Fiat chief Sergio Marchionne spoke a lot of sense in his entertaining and insightful press conference at the Geneva motor show. He outlined how European car production problems should be addressed and spoke of potential future tie-ups in a wide variety of areas with other brands.

But perhaps most interesting of all was his reasoning on just how much car could share with one another to save costs. He believes consumers and car makers need to lose their “not invented here” mindset when it developing cars, and therefore more alliances “are needed so there’s no corporate waste”.

Fiat’s Tychy factory in Poland is home to the Fiat 500, Lancia Ypsilon and Ford Ka, and formerly home to the last-generation Fiat Panda. Marchionne described the Ford tie-up as a fine example of how such a link can work.

Sharing development work on the basic architecture “had a huge impact on capital costs”, but each of the cars to come off the same platform was very different, and a consumer would be hard pressed to tell they were related.

Marchionne wants more partnerships like this in all areas – including platforms, powertrains, manufacturing and components – in the volume segments, but understands the needs for premium brands to retain differentiation.

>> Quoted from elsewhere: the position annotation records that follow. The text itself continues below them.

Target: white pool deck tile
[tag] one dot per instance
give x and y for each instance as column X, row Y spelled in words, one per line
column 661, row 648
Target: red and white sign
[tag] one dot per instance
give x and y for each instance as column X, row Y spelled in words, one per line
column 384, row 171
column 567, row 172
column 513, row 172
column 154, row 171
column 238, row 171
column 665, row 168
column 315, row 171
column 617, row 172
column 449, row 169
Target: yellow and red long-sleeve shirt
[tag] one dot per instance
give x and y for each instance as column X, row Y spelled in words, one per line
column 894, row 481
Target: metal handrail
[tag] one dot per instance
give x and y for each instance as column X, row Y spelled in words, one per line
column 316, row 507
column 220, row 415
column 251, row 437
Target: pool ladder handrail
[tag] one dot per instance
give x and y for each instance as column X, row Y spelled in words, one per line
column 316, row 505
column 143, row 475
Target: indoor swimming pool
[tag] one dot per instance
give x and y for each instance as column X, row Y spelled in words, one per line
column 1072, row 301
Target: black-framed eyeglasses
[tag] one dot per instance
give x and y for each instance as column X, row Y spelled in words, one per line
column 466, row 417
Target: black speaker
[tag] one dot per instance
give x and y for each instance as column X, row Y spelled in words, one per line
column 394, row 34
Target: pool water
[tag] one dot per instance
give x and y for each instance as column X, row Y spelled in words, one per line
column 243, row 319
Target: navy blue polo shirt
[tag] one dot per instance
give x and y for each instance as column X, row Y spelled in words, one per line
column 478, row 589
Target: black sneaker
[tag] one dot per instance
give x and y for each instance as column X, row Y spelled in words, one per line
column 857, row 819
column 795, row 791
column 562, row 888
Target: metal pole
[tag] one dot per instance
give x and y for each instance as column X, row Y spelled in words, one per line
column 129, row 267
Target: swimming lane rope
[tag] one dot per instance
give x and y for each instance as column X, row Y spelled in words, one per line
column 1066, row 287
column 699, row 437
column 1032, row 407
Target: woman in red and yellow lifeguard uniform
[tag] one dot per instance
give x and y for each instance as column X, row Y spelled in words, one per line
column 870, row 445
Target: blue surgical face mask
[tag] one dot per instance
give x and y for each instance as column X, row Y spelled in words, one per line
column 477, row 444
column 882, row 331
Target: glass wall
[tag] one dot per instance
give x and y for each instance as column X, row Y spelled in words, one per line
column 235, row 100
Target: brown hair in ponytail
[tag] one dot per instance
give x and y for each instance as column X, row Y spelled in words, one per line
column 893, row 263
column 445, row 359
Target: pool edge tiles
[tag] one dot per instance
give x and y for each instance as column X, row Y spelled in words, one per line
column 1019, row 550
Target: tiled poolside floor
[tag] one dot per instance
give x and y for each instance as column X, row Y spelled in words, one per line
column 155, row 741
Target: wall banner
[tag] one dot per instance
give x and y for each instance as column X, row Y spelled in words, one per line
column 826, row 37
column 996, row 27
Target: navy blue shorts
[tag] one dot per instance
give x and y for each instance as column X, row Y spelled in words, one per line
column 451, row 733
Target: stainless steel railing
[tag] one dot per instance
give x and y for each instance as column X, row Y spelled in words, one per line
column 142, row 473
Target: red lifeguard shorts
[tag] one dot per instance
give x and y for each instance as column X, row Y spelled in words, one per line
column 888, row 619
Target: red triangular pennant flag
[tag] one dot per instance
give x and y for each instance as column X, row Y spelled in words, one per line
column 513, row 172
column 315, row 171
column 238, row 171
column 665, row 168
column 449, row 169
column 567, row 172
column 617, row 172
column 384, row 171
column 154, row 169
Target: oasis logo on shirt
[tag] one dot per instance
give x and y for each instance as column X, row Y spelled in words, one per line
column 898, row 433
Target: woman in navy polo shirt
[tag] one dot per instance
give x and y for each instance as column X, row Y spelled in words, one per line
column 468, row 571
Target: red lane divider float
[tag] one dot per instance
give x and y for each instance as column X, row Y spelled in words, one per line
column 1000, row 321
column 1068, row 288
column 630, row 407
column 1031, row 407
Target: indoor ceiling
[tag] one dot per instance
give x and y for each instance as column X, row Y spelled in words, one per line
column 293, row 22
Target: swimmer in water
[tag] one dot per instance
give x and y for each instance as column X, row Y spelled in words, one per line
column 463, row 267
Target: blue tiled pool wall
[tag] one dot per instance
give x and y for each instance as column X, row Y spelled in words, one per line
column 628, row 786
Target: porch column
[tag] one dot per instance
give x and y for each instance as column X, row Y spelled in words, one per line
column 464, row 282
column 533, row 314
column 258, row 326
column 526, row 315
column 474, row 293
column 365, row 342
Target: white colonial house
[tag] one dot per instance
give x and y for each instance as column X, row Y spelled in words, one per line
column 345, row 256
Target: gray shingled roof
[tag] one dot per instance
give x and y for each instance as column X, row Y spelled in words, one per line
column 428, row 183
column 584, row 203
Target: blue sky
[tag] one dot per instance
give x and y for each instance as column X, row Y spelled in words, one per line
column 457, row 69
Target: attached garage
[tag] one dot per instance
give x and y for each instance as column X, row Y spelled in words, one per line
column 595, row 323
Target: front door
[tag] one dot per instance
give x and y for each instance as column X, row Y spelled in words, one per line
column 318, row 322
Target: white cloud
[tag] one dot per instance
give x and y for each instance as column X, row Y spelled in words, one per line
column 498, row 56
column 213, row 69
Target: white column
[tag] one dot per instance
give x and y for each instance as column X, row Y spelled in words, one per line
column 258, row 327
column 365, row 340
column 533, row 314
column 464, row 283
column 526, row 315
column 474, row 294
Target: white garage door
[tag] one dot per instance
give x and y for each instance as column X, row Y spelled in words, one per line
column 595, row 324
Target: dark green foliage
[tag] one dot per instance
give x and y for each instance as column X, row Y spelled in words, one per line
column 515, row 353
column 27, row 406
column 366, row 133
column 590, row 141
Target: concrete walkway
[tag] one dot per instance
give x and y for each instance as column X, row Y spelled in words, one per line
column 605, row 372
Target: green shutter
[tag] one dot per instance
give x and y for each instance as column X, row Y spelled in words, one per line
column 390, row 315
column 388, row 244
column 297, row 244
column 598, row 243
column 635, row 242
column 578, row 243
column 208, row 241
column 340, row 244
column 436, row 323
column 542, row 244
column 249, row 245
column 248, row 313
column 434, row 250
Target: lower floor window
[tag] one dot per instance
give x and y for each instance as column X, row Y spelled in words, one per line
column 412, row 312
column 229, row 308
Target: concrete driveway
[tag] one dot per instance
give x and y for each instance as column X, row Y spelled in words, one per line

He used engines as an example on “capital waste” in the mass market.

“A four-cylinder diesel engine is a four-cylinder diesel engine to a consumer,” he said. “No-one cares. No-one buys a car based on powertrains. Simplification of powertrains across brands is viable. We’re all smart enough to know this, and to argue that you need to do your own is stupid.

“We need to make ourselves available to talk. There’s no pride. If it makes economical sense to me, then it makes economic sense for them. Let’s talk.”

While it’s hard to argue with his logic, it seems no-one in the industry is listening to Marchionne. “There are a variety of talks going on, the majority of which will never deliver results. We need to preserve capital.”